« LE MUSÉE LABYRINTHE»


L’idée du musée (d’art) en tant que labyrinthe est une constante qui, depuis toujours, fait partie de mon expérience professionnelle; labyrinthe ou... miroir brisé, kaléidoscope en dérive vers la situation finale de cette oeuvre majeure qui est «La dame de Shanghai» de Orson Welles. Le Musée est un espace organisé, habité par divers corps et temps, d’autres corps et d’autres temps et aussi nous mêmes qui le traversons. C’est-à-cause de cette présence du labyrinthe que, quand Bernard Guelton m’a proposé l’idée d’ «Un détail immense», j’ai immédiatement adhéré; son projet en était la concrétisation dans l’espace du Musée en utilisant un espace autre, la chapelle qui cependant lui appartient. Je parle, bien sûr, de la chapelle des «Albertas» ou de Saint Albert, une église qui dans sa décoration, autel à autel, parcours le temps entre le 16ème siècle et le 17ème siècle, dernier vestige d’un couvent de carmélites, contemporain de Sainte Thérèse d’Avila.
Dans le projet de Guelton, l’espace de la chapelle pénètre l’espace du Musée simultanément avec un temps imaginaire qu’un jour Antonio Tabucchi a inventé aussi à partir de ce Musée.


Le choix de la chapelle présente une importance singulière, car il met en communication simultanément deux espaces et deux temps. Celui-ci, je l’ai dit, constitué de plusieurs temporalités, défit le Musée qui représente une autre époque, un autre espace et une autre situation. La chapelle se présente comme une réalité et une totalité à l’image du musée, mais dans un contraste qui pourrait être celui du réel avec l’imaginaire, ou, pourquoi pas, celui de la «vérité» de la chapelle avec le «mensonge» du Musée.

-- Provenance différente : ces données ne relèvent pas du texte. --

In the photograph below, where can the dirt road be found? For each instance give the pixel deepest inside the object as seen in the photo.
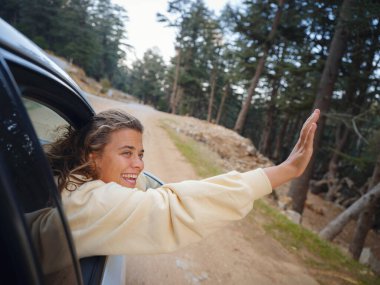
(239, 254)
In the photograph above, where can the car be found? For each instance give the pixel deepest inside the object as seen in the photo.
(36, 99)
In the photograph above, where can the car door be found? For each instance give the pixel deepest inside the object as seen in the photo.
(35, 242)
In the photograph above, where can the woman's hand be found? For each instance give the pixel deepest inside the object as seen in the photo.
(300, 156)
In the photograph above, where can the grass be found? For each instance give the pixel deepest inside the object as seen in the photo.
(326, 262)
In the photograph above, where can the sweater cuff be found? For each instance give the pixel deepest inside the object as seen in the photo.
(258, 182)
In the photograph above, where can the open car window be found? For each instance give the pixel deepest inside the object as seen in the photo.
(47, 123)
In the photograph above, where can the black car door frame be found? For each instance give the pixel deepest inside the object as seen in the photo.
(18, 254)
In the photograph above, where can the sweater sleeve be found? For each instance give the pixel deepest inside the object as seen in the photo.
(108, 219)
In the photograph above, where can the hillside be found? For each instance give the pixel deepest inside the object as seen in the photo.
(234, 152)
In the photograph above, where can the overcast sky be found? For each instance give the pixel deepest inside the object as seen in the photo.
(145, 32)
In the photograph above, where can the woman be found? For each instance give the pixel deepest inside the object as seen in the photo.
(97, 169)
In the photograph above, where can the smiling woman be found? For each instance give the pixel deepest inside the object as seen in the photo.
(121, 160)
(109, 148)
(98, 166)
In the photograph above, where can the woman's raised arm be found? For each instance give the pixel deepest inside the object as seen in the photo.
(299, 158)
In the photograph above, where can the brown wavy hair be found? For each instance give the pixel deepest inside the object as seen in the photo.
(69, 154)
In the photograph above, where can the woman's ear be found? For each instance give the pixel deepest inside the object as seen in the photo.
(92, 160)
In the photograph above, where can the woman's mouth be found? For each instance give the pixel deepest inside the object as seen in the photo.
(130, 179)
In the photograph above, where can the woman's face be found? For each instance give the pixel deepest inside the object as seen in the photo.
(121, 160)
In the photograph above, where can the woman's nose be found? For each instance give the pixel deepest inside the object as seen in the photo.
(138, 163)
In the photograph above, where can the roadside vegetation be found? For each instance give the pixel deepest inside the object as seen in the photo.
(325, 261)
(200, 157)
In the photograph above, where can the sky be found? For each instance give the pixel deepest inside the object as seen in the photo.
(144, 32)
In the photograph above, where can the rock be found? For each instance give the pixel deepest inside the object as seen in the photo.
(293, 216)
(365, 255)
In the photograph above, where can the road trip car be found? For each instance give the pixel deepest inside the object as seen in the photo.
(36, 96)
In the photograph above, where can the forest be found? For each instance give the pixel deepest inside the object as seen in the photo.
(258, 68)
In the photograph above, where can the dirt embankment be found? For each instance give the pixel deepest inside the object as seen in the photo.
(239, 254)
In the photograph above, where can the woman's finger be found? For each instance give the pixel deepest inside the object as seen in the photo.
(313, 118)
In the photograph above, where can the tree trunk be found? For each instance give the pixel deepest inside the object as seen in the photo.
(340, 141)
(336, 226)
(265, 139)
(260, 67)
(221, 106)
(366, 218)
(174, 95)
(212, 95)
(299, 186)
(279, 139)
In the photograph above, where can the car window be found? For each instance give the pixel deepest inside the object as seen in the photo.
(46, 122)
(30, 202)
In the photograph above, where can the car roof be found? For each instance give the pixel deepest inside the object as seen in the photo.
(15, 42)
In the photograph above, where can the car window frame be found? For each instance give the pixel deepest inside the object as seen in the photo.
(32, 267)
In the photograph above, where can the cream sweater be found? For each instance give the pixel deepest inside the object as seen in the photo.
(108, 219)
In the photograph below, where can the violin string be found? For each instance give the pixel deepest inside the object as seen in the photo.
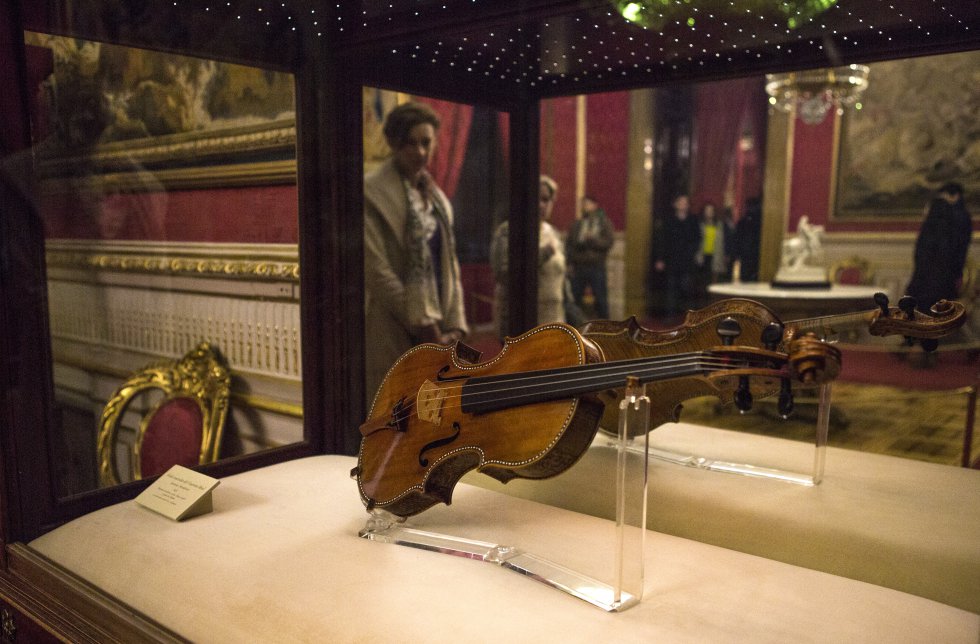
(651, 371)
(448, 405)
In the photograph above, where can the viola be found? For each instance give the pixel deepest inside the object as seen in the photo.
(750, 323)
(532, 410)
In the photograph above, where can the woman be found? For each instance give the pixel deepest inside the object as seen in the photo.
(411, 272)
(551, 263)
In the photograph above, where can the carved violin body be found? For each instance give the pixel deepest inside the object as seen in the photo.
(532, 410)
(745, 321)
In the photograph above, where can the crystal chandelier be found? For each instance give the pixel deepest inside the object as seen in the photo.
(813, 92)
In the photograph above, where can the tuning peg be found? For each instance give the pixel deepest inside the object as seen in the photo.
(907, 304)
(785, 403)
(743, 396)
(882, 301)
(728, 329)
(772, 335)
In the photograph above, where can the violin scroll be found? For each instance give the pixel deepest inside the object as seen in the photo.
(906, 320)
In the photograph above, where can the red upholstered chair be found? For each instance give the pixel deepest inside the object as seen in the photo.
(182, 405)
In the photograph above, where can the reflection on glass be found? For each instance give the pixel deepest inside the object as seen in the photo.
(435, 185)
(166, 187)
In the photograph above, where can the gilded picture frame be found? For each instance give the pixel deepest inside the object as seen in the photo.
(116, 113)
(916, 129)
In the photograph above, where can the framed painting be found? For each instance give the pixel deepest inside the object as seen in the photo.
(918, 128)
(115, 113)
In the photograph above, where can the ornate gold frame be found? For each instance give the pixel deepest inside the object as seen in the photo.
(200, 375)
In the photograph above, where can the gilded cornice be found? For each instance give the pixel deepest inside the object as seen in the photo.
(174, 149)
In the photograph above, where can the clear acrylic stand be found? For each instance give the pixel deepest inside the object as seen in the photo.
(801, 478)
(623, 589)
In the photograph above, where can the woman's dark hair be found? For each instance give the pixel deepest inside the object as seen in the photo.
(952, 189)
(403, 118)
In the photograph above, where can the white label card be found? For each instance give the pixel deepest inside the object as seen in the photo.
(180, 493)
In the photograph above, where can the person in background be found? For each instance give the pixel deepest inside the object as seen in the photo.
(551, 263)
(728, 224)
(941, 248)
(589, 242)
(747, 237)
(412, 278)
(674, 256)
(711, 259)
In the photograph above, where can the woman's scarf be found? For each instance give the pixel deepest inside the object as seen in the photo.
(422, 299)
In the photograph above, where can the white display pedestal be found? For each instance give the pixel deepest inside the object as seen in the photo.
(623, 586)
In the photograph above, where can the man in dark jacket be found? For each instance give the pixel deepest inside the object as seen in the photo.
(674, 257)
(941, 248)
(586, 248)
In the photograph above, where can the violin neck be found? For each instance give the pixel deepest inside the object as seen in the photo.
(826, 325)
(492, 393)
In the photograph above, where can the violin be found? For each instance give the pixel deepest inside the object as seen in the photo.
(532, 410)
(751, 323)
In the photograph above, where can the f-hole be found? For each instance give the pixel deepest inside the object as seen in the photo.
(424, 462)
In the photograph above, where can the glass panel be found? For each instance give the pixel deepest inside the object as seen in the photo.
(463, 161)
(167, 188)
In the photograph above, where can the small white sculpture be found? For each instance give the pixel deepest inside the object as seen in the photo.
(802, 259)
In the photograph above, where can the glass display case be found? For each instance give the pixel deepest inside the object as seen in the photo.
(175, 172)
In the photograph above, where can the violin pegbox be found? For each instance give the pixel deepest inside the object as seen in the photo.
(913, 324)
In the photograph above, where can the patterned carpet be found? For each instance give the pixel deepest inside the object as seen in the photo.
(924, 425)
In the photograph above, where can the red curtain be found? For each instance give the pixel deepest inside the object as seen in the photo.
(719, 120)
(447, 160)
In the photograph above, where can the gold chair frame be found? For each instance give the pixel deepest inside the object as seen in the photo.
(200, 375)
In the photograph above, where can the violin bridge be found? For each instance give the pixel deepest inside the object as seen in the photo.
(429, 402)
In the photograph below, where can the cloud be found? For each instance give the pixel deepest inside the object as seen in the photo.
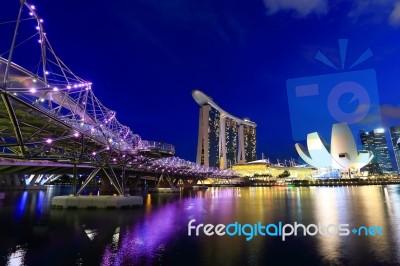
(300, 7)
(371, 11)
(390, 111)
(377, 11)
(394, 18)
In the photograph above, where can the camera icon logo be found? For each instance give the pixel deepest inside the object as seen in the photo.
(317, 102)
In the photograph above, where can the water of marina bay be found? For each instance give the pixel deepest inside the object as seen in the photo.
(32, 233)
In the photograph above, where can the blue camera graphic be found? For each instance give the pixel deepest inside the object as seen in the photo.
(317, 102)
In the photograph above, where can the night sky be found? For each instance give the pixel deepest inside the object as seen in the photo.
(145, 58)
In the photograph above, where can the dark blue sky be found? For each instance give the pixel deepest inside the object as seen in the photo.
(145, 57)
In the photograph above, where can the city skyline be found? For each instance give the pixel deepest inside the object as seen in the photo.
(248, 52)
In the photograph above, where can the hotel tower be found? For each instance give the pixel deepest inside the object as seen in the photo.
(224, 139)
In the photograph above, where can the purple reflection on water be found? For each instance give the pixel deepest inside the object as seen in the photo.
(21, 204)
(146, 239)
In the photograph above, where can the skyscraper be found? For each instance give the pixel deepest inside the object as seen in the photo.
(375, 141)
(395, 136)
(223, 138)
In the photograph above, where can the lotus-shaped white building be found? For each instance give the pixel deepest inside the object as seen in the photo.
(342, 153)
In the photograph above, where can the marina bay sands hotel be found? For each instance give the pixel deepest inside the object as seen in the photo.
(224, 139)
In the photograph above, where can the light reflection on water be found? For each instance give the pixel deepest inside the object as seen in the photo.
(157, 233)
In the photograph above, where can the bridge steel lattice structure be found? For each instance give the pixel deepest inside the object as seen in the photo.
(50, 118)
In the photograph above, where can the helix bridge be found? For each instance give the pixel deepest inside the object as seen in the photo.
(51, 121)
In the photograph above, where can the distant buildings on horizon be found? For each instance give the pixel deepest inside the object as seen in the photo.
(376, 142)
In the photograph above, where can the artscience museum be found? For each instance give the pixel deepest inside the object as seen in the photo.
(341, 154)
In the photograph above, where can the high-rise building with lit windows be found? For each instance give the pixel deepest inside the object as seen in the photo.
(375, 141)
(224, 139)
(395, 136)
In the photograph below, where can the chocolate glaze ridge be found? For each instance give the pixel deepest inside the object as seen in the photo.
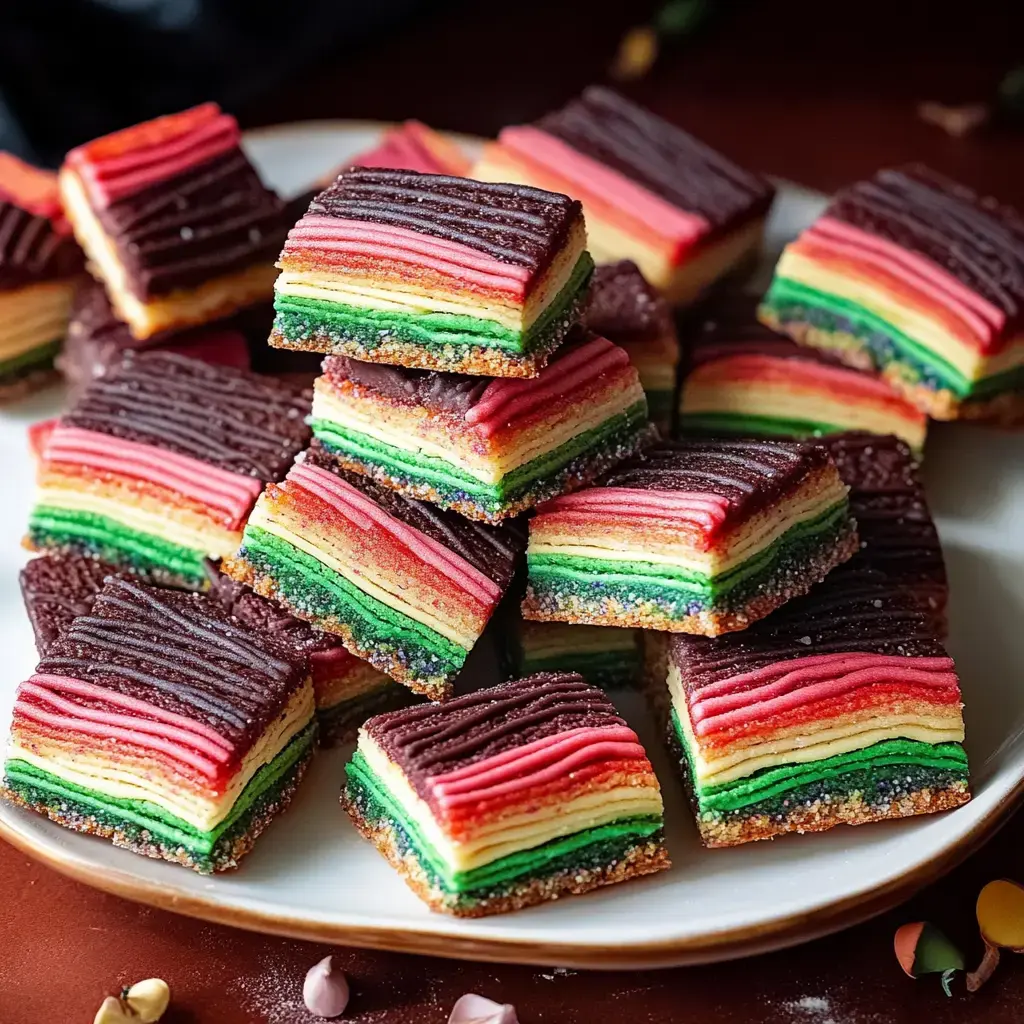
(751, 474)
(228, 418)
(664, 159)
(58, 588)
(31, 251)
(975, 239)
(515, 224)
(431, 739)
(182, 653)
(213, 219)
(851, 611)
(623, 307)
(496, 551)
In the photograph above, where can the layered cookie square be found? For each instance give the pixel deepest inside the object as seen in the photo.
(158, 464)
(522, 793)
(407, 586)
(346, 689)
(488, 448)
(415, 146)
(744, 380)
(97, 340)
(626, 309)
(159, 722)
(433, 271)
(174, 219)
(920, 279)
(40, 265)
(897, 535)
(841, 708)
(683, 213)
(694, 537)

Au-delà de la «vérité» et du «mensonge», ce projet a le mérite de souligner un aspect évident et cependant invisible pour beaucoup, celui du Musée en tant que lieu ambigu, lieu de contradiction où la totalité de l’exposition, n’importe laquelle, n’est plus que l’addition, intentionnelle peut-être de fragments. Ce projet d’installation peut être aussi défini en tant qu’une exposition dans l’exposition, comme celle que Pedro Morais en 1987 et Manuel Casimiro en 1982 ont accompli ici. Ils ont traversé les espaces du musée avec des présences autres. Cependant, dans ce projet, le musée est référencié à lui-même à travers l’un de ces espaces privilégiés, ce qui renforce l’image du labyrinthe, du kaléidoscope, qui devient un abîme, une spirale qui commence et ne s’achève jamais. Un musée, ce musée est comme cela.